We may eat him lol haha


----------



## KW Farms (Jun 21, 2008)

The only thing I can really tell is that he has a downhill build and steep rump. Kids often grow like that though and can look uneven. I like his head and ears.


----------



## BOERKING (Jan 5, 2015)

I dont think he is a kid
He has big horns but i should be looking at his teeth
He has a big chest though


----------



## Jessica84 (Oct 27, 2011)

He still looks young, I say a year tops but your right teeth will tell. He looks like he's going to be a tall boy to me. He does have a steep rump but that's then only con I can really see, basically I like him


----------



## BOERKING (Jan 5, 2015)

His foot and up is thick i think he will be a muscular boy 
His chest is like big when he walks his whole chest moves lol its like hanging i dont know if thats a bad thing
I may keep him for breeding or if i get the right amount i will sell him for meat lol


----------



## Jessica84 (Oct 27, 2011)

Lol that's always my plan with everything, have everyone for sale but depending on how much I like on what the price will be, but it never seems to work out lol I get stingy. 
Is he one you raised or purchased?


----------



## BOERKING (Jan 5, 2015)

I bought him here auction testing him tmr or tuesday
Boers males sell for 240- 280 at auction and people re sell them for meat for 320 to 340 butcherd and clean i know its expensive here


----------



## BOERKING (Jan 5, 2015)

Can anyone else critique him?


----------



## CountyLineAcres (Jan 22, 2014)

He looks a bit small to me. I am going to guess about a year old, but he should be bigger than that. Maybe he is just a slow grower?

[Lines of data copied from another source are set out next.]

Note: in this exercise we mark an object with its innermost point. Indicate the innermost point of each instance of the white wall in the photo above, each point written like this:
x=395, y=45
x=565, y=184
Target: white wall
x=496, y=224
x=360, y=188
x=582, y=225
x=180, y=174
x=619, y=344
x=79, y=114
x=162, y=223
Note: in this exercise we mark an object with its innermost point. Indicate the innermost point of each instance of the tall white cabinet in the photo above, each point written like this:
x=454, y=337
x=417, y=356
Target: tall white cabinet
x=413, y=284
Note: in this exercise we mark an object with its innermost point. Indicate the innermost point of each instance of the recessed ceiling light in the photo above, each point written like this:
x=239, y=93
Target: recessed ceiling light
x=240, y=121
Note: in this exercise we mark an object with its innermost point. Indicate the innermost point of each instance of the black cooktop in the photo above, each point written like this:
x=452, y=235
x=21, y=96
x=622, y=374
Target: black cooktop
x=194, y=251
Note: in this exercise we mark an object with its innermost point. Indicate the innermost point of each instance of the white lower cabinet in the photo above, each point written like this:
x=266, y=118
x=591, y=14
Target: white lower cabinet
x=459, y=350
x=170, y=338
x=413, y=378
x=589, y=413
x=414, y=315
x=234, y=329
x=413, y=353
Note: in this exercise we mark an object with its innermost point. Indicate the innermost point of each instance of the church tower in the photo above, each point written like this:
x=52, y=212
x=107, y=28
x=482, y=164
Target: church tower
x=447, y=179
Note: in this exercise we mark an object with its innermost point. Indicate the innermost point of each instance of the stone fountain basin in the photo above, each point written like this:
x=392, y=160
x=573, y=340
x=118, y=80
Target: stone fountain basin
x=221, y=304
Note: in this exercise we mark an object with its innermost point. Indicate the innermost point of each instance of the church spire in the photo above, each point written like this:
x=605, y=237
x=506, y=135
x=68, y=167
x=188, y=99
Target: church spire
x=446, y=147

The main cons are a high hip, steep rump, and a short body. He has a cute face


----------



## KW Farms (Jun 21, 2008)

BOERKING said:


> I dont think he is a kid
> He has big horns but i should be looking at his teeth
> He has a big chest though


Oh! :laugh: On my phone, he looked like a six month old kid. He does look small, but without knowing the age, hard to say.


----------



## BOERKING (Jan 5, 2015)

Lol yeah he does have a cute face

Ill check his teeth later
Any other comments are appreciated thanks


----------



## BOERKING (Jan 5, 2015)

I had my friend looked at him and he said he only is 6-7 months he is gonna be a big boy i think


----------